Orders of magnitude

Christian Tismer tismer at stackless.com
Tue Mar 30 10:37:31 EST 2004


Robert Brewer wrote:

...

>>[discussion of hashing snipped]
> 
> 
> Thanks again. Really, thanks!
> 
> However, I think you're letting the arrow fly before you've seen the
> target.

Oops :-)
This was a late-night session, then I tend to shoot
early :-)

> I understand hashing and making a bucket for each possible first
> character (I should have read your code more thoroughly). That is a fine
> technique, and it was already on my short list of workarounds.> However,
> your _complete_ solution isn't feasible for my dataset, because I'm
> comparing some fields within each record, not entire records.

Sure, that's why I have a file-like object as parameter,
and you are supposed to do you preprocessing and create
the string that should represent the interesting part of
a record. I didn't plan to code that for you, but
expected you would want to provide your function and
use stuff at your convenience.

> For
> example, with rows like:
> 
> "Michael","Kemperson","26002","me at aol.com","64.12.104.18"
> "Ryan","Thomas","46723","myfriend at yahoo.com","209.244.21.23"
> "Vicki","Thomas","46723","myfriend at yahoo.com","209.244.21.23"
> "Shanuana","Hedlund","10415","andi at yahoo.com","122.150.184.175"
> 
> ...I need to keep Ryan and dump Vicki, based on shared email and IP, but
> *not* on the other fields. If Vicki had the same email but a different
> IP, don't drop that record, but blank out the 2nd phone number. In
> addition, most but not all files have phone numbers, which get the same
> treatment. That's why I said I have three dicts/indexes.

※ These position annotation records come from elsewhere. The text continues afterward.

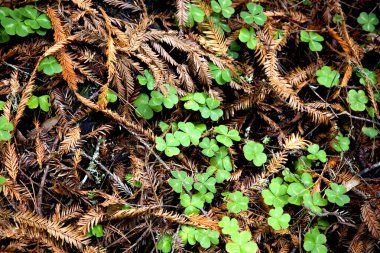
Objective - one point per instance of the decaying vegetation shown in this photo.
(90, 168)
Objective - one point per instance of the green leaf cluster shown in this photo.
(5, 128)
(22, 22)
(327, 77)
(313, 39)
(50, 66)
(207, 106)
(42, 101)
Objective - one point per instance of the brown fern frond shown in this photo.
(70, 141)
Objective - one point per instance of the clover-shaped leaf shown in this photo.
(253, 151)
(226, 136)
(313, 39)
(5, 128)
(192, 204)
(313, 202)
(194, 14)
(255, 14)
(241, 243)
(278, 219)
(341, 143)
(316, 154)
(327, 77)
(229, 226)
(205, 182)
(249, 37)
(146, 79)
(181, 179)
(165, 243)
(187, 234)
(50, 66)
(169, 145)
(209, 147)
(221, 76)
(370, 75)
(368, 21)
(237, 202)
(371, 132)
(207, 236)
(357, 100)
(314, 241)
(223, 6)
(336, 194)
(276, 194)
(222, 160)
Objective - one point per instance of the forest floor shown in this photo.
(189, 126)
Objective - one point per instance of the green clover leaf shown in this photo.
(314, 241)
(368, 21)
(371, 76)
(165, 243)
(249, 37)
(336, 194)
(253, 151)
(357, 100)
(237, 202)
(370, 132)
(207, 236)
(5, 128)
(146, 79)
(276, 194)
(341, 143)
(229, 226)
(313, 39)
(209, 147)
(205, 182)
(226, 136)
(316, 154)
(169, 145)
(50, 66)
(223, 6)
(278, 219)
(181, 179)
(241, 243)
(255, 14)
(327, 77)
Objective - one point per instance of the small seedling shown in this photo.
(253, 151)
(248, 37)
(368, 21)
(223, 6)
(5, 128)
(50, 66)
(313, 39)
(42, 101)
(341, 143)
(241, 243)
(314, 241)
(336, 194)
(237, 202)
(226, 136)
(255, 14)
(357, 100)
(316, 154)
(278, 219)
(181, 179)
(327, 77)
(371, 132)
(165, 243)
(221, 76)
(229, 226)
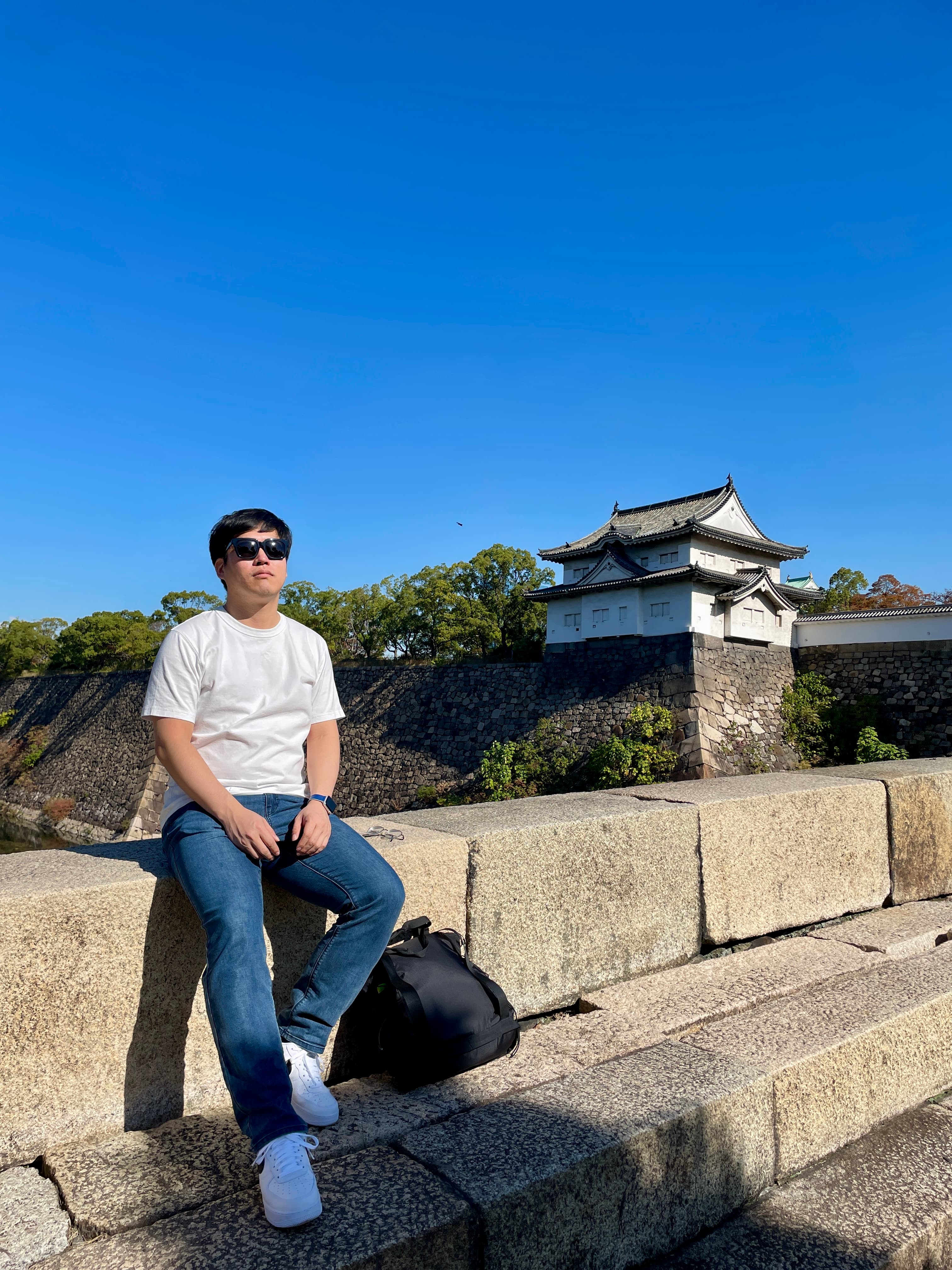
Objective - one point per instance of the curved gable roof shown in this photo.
(673, 518)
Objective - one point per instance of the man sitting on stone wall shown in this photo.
(244, 707)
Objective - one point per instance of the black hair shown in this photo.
(241, 523)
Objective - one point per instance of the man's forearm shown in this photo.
(323, 758)
(191, 773)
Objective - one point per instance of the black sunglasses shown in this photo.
(247, 549)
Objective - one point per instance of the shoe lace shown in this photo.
(309, 1067)
(289, 1154)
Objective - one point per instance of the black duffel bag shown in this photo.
(436, 1013)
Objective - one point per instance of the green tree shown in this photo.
(805, 709)
(126, 641)
(178, 606)
(27, 647)
(871, 750)
(494, 614)
(843, 587)
(324, 610)
(889, 592)
(542, 764)
(642, 756)
(372, 619)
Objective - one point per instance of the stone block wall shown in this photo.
(913, 683)
(418, 726)
(98, 750)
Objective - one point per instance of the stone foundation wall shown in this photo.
(412, 727)
(737, 700)
(98, 751)
(913, 683)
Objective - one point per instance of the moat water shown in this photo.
(18, 838)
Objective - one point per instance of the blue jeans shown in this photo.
(349, 878)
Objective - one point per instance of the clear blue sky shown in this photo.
(386, 267)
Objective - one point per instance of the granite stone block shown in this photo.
(573, 892)
(884, 1203)
(432, 868)
(141, 1176)
(784, 850)
(905, 930)
(846, 1056)
(611, 1166)
(32, 1223)
(381, 1212)
(920, 796)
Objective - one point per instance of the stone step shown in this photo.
(604, 1168)
(846, 1056)
(611, 1166)
(380, 1210)
(884, 1203)
(32, 1223)
(135, 1179)
(904, 930)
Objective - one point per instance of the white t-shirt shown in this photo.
(252, 695)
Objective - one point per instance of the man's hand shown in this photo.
(311, 830)
(251, 834)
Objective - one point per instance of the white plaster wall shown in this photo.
(678, 598)
(702, 620)
(558, 633)
(732, 518)
(724, 558)
(569, 569)
(897, 629)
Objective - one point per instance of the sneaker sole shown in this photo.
(282, 1221)
(318, 1124)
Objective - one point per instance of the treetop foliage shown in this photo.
(850, 590)
(442, 614)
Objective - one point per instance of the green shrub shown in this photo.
(37, 741)
(805, 709)
(544, 764)
(642, 756)
(871, 750)
(825, 731)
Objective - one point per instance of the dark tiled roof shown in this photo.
(671, 519)
(680, 573)
(856, 614)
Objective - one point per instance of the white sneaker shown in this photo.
(310, 1096)
(289, 1187)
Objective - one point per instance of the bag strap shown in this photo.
(418, 926)
(408, 995)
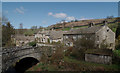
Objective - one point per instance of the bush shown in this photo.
(33, 44)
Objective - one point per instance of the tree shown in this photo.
(34, 27)
(7, 32)
(21, 26)
(118, 30)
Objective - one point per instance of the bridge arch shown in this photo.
(25, 63)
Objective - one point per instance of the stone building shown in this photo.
(103, 56)
(42, 36)
(100, 34)
(49, 36)
(21, 40)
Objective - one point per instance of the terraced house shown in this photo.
(100, 34)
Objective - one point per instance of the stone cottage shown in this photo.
(103, 56)
(50, 36)
(100, 34)
(42, 36)
(21, 40)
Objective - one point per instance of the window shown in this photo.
(74, 37)
(66, 37)
(111, 44)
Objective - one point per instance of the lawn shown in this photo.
(71, 64)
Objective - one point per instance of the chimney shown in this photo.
(91, 24)
(105, 22)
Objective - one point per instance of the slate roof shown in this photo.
(93, 29)
(99, 51)
(54, 35)
(24, 38)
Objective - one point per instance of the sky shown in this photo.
(48, 13)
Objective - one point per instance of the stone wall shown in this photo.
(97, 58)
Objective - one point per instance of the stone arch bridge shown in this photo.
(11, 56)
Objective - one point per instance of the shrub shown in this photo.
(33, 44)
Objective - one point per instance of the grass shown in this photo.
(66, 29)
(117, 52)
(89, 64)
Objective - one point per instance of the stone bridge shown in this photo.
(11, 57)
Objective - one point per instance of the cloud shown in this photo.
(85, 18)
(70, 18)
(20, 10)
(50, 13)
(58, 15)
(6, 12)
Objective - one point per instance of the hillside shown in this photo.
(112, 23)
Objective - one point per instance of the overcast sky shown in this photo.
(48, 13)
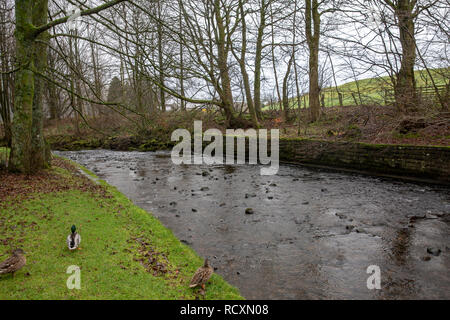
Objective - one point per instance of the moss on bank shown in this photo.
(126, 252)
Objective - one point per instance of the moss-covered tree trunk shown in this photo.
(222, 61)
(28, 151)
(40, 154)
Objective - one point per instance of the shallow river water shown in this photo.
(312, 235)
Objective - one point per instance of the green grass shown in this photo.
(371, 90)
(112, 230)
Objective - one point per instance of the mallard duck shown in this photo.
(73, 239)
(13, 263)
(202, 275)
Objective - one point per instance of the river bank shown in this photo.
(126, 252)
(310, 233)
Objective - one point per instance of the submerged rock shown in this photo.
(434, 251)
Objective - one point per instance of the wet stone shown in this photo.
(434, 251)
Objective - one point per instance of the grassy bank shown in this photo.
(125, 253)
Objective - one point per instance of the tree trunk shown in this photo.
(28, 148)
(39, 156)
(20, 158)
(241, 60)
(222, 61)
(312, 19)
(258, 60)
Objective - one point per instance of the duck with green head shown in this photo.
(73, 239)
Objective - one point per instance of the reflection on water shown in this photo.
(312, 235)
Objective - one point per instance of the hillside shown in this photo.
(372, 90)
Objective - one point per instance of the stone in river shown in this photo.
(434, 251)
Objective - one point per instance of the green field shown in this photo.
(371, 91)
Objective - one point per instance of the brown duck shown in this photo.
(202, 275)
(13, 263)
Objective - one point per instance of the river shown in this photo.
(312, 235)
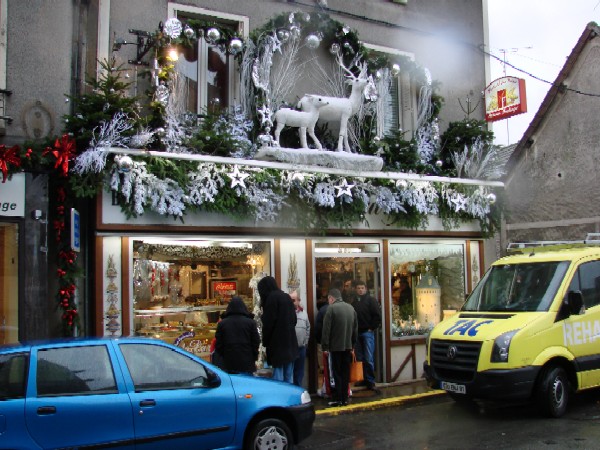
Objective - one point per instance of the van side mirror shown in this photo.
(575, 302)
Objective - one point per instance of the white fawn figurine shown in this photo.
(339, 108)
(304, 120)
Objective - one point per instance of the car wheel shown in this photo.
(553, 392)
(271, 434)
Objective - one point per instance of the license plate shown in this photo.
(453, 387)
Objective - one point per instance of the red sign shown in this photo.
(505, 97)
(224, 289)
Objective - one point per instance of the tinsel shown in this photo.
(266, 202)
(478, 162)
(204, 184)
(421, 195)
(388, 201)
(178, 125)
(324, 194)
(109, 135)
(238, 127)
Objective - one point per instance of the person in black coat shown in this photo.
(237, 338)
(279, 329)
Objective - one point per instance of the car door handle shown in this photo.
(46, 410)
(147, 403)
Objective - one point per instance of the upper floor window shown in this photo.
(209, 71)
(400, 110)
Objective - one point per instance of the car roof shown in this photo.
(541, 254)
(28, 345)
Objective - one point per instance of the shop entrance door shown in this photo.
(337, 272)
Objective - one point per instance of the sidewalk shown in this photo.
(392, 394)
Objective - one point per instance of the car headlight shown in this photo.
(501, 346)
(305, 397)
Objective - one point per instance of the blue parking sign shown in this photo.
(75, 230)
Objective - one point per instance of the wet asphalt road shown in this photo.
(440, 423)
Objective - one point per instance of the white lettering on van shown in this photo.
(578, 333)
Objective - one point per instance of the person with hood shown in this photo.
(302, 335)
(279, 329)
(368, 313)
(237, 338)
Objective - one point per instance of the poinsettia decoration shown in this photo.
(63, 151)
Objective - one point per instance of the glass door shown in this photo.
(9, 283)
(338, 265)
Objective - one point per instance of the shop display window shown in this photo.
(9, 283)
(181, 287)
(427, 284)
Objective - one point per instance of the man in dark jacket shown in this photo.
(340, 330)
(369, 319)
(279, 329)
(237, 338)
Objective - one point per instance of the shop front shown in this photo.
(172, 282)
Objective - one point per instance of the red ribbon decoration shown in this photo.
(63, 151)
(8, 156)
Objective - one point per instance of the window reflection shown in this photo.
(427, 284)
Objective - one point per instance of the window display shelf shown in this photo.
(168, 310)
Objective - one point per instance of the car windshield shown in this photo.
(517, 287)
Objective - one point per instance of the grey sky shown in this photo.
(551, 28)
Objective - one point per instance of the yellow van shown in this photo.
(529, 330)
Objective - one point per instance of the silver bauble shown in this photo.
(235, 46)
(173, 28)
(265, 139)
(213, 35)
(189, 32)
(283, 35)
(312, 41)
(124, 163)
(162, 94)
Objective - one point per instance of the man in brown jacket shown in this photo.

That's bad, of course, since you were asking how to find duplicates
in database records, which means for me, that a single processing
step is possible which calculates the unique information from
the current record, only.

If you actually need grouping and decisions based upon that,
the apporach doesn't work, since you need to hold all the information
to further process it.
In this case, an external sorting process might make sense,
with the record fields rearranged with email and IP going first,
then you can probably do a sequential process over the data.